Hi OP. First I am really sorry you are suffering so much. Life sounds pretty hard for you at the moment.
With reference to your DH, I'm with Joysmum, Silvery, Matilda but also Almost.
I'm in a similar situation except with one toddler and no pnd (not to say I didn't struggle as the year we had DC was eventful to say the least).
I have been waiting for a break (holiday? DH to do much, much more?) since I became a mum. I was getting more and more exhausted and annoyed and started laying on the line what I needed from him. He accepted it all and got a bit more helpful. I didn't think it was enough. It wasn't- I was doing nearly everything domestically, household management wise, routine childcare/ arrangements for paid childcare as well as working part-time. I'm not denying that I had let balance of domestic duties slip long before we had DC and my husband has in the past put things off/ expected me to do it.
However I suddenly realised that my grievances were not the priority any more because DH is burning out. Not just complaining about work but sinking. My current job can be stressful and I have responsibility but I enjoy it and have professional confidence. But I have also had horrendous working environments where I had to steel myself before I could go in each day, where I felt completely trapped and often paralysed with worry. There is a difference between day-to-day job difficulties and this.
The latter is what my DH is experiencing now but unlike me, when I was experiencing it, he is responsible for paying a mortgage and putting a roof over three people's heads. He's also well aware that if he passed the baton to me for a while, even if I worked full-time at senior level, I could not make the amount of money that our mortgage is based on.
My DH taking a job with less responsibility would be great. But at the moment he can't think straight, he certainly doesn't have mental space or actual time to research and apply for other jobs. He's lost confidence in himself. He has anxiety and depression, this has crept up on us and we've only just acknowledged it between us and with confirmation from his doctor. His mental health is now the priority even if I was still annoyed with the unfairness of what I am taking on- it has to be shelved for now. Obviously I have no idea OP if this is the same with your DH but if it is anything like my situation it is neither fair, useful nor appropriate to tell him to 'man up'.

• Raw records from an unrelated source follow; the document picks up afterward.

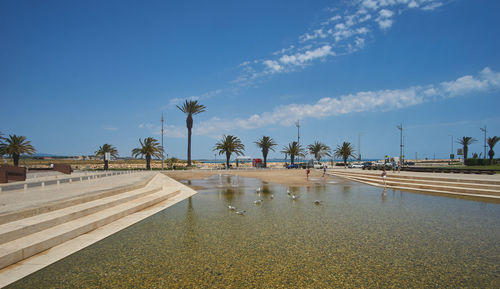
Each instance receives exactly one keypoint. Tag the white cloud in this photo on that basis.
(380, 100)
(341, 30)
(272, 65)
(109, 127)
(307, 56)
(432, 6)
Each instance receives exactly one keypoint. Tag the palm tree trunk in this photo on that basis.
(189, 125)
(189, 147)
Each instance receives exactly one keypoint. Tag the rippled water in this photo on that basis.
(357, 237)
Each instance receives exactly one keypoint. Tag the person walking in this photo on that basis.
(384, 176)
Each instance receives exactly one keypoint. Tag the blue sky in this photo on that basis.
(77, 74)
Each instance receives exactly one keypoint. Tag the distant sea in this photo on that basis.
(221, 161)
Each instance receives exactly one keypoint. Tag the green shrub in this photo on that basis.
(480, 162)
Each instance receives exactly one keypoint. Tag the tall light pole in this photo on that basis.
(297, 124)
(400, 127)
(451, 145)
(162, 148)
(359, 145)
(484, 130)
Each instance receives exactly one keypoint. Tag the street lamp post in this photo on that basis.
(359, 145)
(451, 154)
(484, 130)
(400, 127)
(162, 148)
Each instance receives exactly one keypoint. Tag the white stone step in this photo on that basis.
(20, 228)
(447, 182)
(22, 248)
(456, 188)
(71, 201)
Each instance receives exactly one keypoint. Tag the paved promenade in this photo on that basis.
(460, 176)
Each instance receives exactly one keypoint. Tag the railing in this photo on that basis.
(57, 180)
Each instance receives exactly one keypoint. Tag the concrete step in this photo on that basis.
(63, 203)
(27, 246)
(444, 182)
(438, 188)
(20, 228)
(426, 178)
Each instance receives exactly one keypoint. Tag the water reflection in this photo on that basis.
(358, 237)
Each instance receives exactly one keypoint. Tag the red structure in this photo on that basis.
(12, 173)
(257, 163)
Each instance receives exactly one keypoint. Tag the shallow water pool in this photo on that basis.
(358, 236)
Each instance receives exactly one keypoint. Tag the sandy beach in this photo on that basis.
(283, 177)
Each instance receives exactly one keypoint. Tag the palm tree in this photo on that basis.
(106, 148)
(345, 151)
(319, 150)
(149, 148)
(190, 108)
(265, 143)
(294, 149)
(492, 141)
(15, 146)
(228, 145)
(465, 142)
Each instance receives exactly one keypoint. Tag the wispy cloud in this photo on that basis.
(342, 32)
(179, 100)
(379, 100)
(169, 130)
(109, 127)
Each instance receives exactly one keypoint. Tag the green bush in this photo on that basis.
(480, 162)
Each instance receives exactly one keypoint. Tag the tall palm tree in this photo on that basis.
(228, 145)
(465, 142)
(492, 141)
(149, 148)
(106, 148)
(190, 108)
(293, 149)
(345, 151)
(15, 146)
(319, 150)
(265, 143)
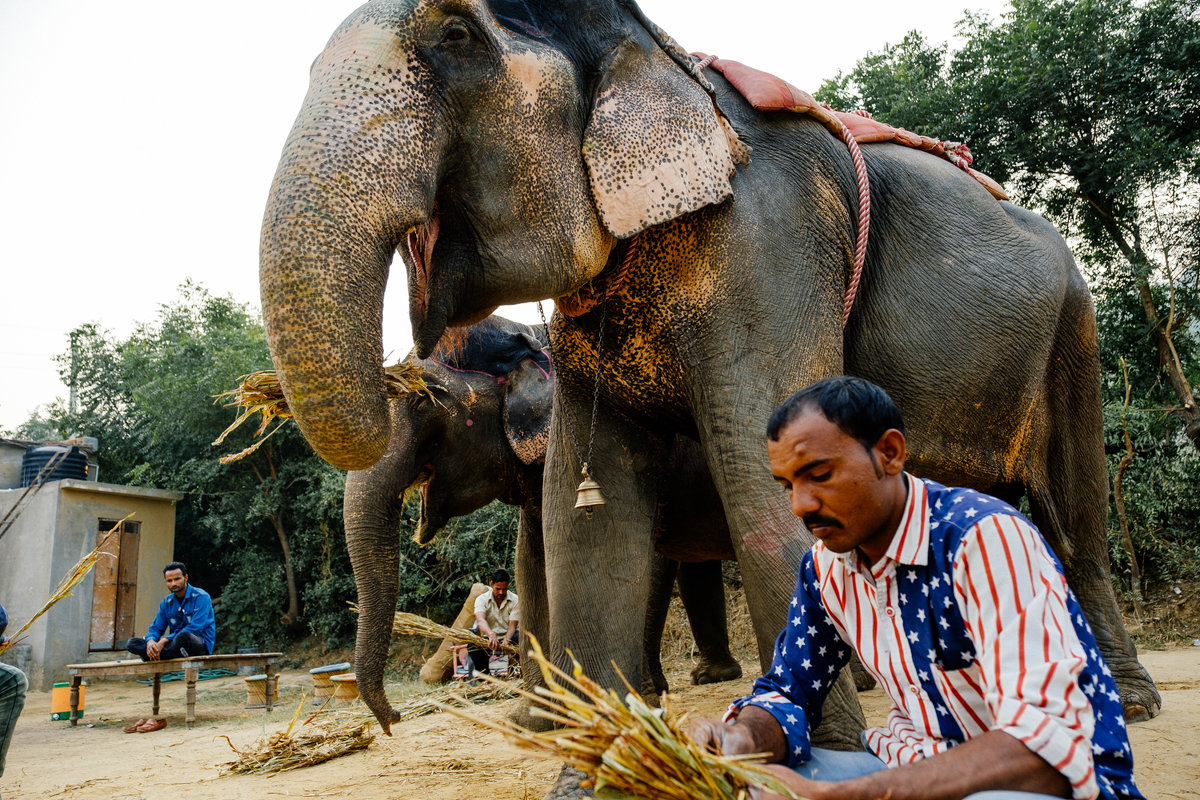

I also question whether one can tell someone what they need to do in their career, especially if the career is one that you have no understanding of and especially if the person has anxiety/ depression. Again, this may not be the case with you and your DH, OP. But even when you understand someone's work environment very well I still wonder how much instruction you can give someone about how to do their job. Saying 'delegate more' - is that helpful? I have been guilty of doing just that but surely he knows he should be doing that but just can't see a way of doing it. A bit like when someone tells you to calm down.
The suggestions Joysmum gives are more useful as they involve questioning and working together so if you have that kind of relationship you might help your husband make headway. It gives him more of an opportunity to work through the barriers and possible solutions in his own context rather than someone throwing generalised work instructions at him. I think I might try some of these myself but these things have to be tackled gently so that someone who is really struggling doesn't feel even more overwhelmed. It's also a useful suggestion of Almost to look at a time management course and yes I think in the future it would be a wake up call for many men to play out what the mother's of their children do on a day to day basis. But not now if he is at crisis point.
Of course none of the above might be the case with your DH. He might just be being a lazy git! He surely isn't giving you the credit you deserve for all you are managing. However in my case it flipped from me telling DH he had no understanding of what I was doing to realising that he knew I was doing thousands of things and felt like a failure for not doing 'his end' of the bargain.
So whether or not your DH cannot or will not support you at the moment, it might be useful if you can do the following for yourself:
Speak to someone trusted about what you are going through to get it off your chest. I can see that getting your own counselling could be financially and logistically difficult at the moment.
Ask for as much support as you can from friends and family. Do you have an practical friend? Ask her/him to help in this way. Do you have a wise, empathic friend? See if she/he can meet you for a walk around the park etc. Do you know someone who has experienced a similar thing? Speak to them or see if your DH wants to speak to them. Do you know someone who is good with your kids? Maybe they can take them for a while while you have a little time to yourself.
Read up on depression/ anxiety in men to see if that looks likely with your DH. It might relieve some of your understandable anger towards him. If this is what it is!!
Go to the doctor with your DH. Taking some control of the situation might help you both.
Try and breathe.
Sorry for the vast ramble. I'm knackered!! Take care OP.